A un anno dalla pubblicazione del rapporto di Mario Draghi, “resta essenziale dare seguito alle sue raccomandazioni con ulteriori azioni concrete e accelerarne l’attuazione, in linea con la tabella di marcia della Commissione europea”. I governi dovrebbero quindi “dare priorità alle riforme strutturali che stimolano la crescita e agli investimenti strategici, garantendo al contempo finanze pubbliche sostenibili”. “È fondamentale completare l’unione del risparmio e degli investimenti e l’unione bancaria, secondo un calendario ambizioso, e definire rapidamente il quadro legislativo per la potenziale introduzione di un euro digitale”, ricorda Lagarde.

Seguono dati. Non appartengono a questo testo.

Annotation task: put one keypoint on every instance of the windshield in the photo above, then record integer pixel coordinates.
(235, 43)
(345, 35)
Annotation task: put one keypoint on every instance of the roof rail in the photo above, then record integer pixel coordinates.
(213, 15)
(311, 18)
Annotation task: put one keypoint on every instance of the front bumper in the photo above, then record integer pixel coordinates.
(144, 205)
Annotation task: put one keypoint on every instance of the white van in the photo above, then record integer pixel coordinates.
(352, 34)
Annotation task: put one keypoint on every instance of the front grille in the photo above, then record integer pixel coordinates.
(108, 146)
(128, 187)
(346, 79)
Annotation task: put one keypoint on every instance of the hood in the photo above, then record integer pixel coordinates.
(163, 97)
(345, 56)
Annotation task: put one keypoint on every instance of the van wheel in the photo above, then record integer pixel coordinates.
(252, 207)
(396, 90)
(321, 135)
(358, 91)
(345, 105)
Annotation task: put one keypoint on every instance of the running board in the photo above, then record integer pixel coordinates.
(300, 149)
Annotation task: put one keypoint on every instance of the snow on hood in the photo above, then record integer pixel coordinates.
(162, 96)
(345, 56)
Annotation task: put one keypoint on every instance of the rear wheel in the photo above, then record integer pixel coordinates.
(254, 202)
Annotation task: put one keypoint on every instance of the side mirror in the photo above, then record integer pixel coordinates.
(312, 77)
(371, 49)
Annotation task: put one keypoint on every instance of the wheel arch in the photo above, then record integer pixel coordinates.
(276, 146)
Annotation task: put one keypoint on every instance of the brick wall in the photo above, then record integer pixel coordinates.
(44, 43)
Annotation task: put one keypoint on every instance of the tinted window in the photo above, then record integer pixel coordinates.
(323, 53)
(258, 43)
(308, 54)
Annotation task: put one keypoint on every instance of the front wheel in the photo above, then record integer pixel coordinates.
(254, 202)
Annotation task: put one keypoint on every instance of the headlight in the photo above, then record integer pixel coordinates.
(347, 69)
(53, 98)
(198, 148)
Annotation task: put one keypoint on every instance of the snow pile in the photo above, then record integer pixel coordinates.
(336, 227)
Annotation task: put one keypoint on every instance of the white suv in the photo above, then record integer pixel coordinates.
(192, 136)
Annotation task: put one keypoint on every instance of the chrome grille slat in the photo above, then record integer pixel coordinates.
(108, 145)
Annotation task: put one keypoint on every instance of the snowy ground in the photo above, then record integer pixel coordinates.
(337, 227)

Il faro della Bce resta comunque puntato sui dazi nonostante l’intesa di fine luglio tra Usa e Ue abbia placato certe ansie. Da qui al 2027 si prevede che la crescita economica nell’area dell’euro si rafforzerà, sostenuta da diversi fattori. L’aumento dei salari reali e dell’occupazione, insieme alla nuova spesa pubblica per infrastrutture e difesa, principalmente in Germania, dovrebbe sostenere la domanda interna dell’area dell’euro. “Inoltre, anche condizioni di finanziamento meno restrittive e una ripresa della domanda estera nel 2027 dovrebbero sostenere le prospettive di crescita”, spiegano gli economisti della Bce. A livello globale, si prevede che la crescita del commercio globale diminuirà significativamente, al 2,8% nel 2025 e all’1,5% nel 2026, prima di recuperare al 3,1% nel 2027. Anche le prospettive per la domanda estera dell’area dell’euro rimangono “moderate” e sono state leggermente riviste al ribasso rispetto alle proiezioni di giugno: la crescita dovrebbe indebolirsi al 2,8% nel 2025, dal 3,6% del 2024, per poi rallentare ulteriormente all’1,4% nel 2026, prima di risalire al 3,1%. L’inflazione inoltre diminuirà gradualmente “nonostante le pressioni inflazionistiche negli Stati Uniti”: dal 4% del 2024 al 3,2% di quest’anno, fino al 2,9% e al 2,5% del prossimo biennio. Le previsioni di Francoforte tengono conto delle ultime trattative sui dazi e l’impatto cumulativo stimato sul Pil dell’eurozona è stimato in 0,7% punti nel triennio mentre è ritenuto “trascurabile” quello sui prezzi.